Nasza Loteria SR - pasek na kartach artykułów

Zabójstwo przy ul. Prostej w Słupsku. Na tropie zabójcy Moniki P.

Bogumiła Rzeczkowska
Krzysztof Głowinkowski
Wczoraj słupska Prokuratura Rejonowa wydała postanowienie o przedstawieniu zarzutu Leszkowi D., podejrzanemu o sobotnie zabójstwo kobiety przy ul. Prostej w Słupsku. Mężczyznę wciąż ściga policja.

- Postanowienie o przedstawieniu zarzutu zabójstwa Leszkowi D. już zostało wydane.

Najprawdopodobniej dzisiaj do sądu trafi wniosek o zastosowanie wobec podejrzanego tymczasowego aresztowania po jego zatrzymaniu. Później na podstawie tej decyzji sądu prokurator prowadzący śledztwo wyda za nim list gończy - mówi Jacek Korycki, rzecznik słupskiej Prokuratury Okręgowej.

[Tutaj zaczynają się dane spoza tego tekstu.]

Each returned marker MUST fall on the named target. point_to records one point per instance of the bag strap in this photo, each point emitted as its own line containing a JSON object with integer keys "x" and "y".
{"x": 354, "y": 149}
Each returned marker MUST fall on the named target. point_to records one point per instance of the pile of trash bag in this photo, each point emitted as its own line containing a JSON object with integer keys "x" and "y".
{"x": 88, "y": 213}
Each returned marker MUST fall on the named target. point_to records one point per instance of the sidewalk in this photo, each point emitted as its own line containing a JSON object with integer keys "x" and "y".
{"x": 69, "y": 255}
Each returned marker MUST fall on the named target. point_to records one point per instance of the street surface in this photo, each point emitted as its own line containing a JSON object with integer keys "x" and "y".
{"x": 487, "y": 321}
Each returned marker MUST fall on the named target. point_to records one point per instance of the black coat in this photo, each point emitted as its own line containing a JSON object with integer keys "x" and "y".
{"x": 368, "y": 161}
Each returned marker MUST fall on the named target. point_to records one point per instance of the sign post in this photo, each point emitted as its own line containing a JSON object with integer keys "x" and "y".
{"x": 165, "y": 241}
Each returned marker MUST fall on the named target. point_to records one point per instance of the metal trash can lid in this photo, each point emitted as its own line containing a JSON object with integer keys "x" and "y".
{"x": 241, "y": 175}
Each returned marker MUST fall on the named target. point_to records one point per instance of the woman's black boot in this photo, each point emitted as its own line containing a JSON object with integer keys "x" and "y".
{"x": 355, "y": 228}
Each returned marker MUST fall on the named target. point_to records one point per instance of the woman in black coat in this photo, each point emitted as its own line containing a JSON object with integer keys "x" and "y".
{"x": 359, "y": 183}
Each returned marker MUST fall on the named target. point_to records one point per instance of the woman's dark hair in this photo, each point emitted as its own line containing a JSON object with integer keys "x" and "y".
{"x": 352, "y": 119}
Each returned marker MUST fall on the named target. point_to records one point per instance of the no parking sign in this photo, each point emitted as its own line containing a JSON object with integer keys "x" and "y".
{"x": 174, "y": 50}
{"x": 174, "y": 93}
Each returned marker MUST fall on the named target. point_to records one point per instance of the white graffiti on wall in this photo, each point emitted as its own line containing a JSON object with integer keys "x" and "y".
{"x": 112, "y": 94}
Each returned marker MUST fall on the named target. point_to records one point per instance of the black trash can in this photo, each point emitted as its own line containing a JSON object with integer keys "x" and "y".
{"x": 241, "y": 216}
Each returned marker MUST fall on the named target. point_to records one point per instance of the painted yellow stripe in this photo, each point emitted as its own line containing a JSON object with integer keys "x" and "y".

Prokurator dodaje, że śledczy mają mocne dowody świadczące o tym, że sprawcą zabójstwa jest właśnie poszukiwany mężczyzna. Nie chce jednak ujawnić, jak policja wpadła na ten trop.

Ciało 50-letniej Moniki P., pracownicy firmy Jantar, która sprzątała w budynku przy ul. Prostej, znaleziono ok. godz. 14 w sobotę w biurze wspólnoty mieszkaniowej. Lekarz stwierdził, że ofiara zmarła około północy.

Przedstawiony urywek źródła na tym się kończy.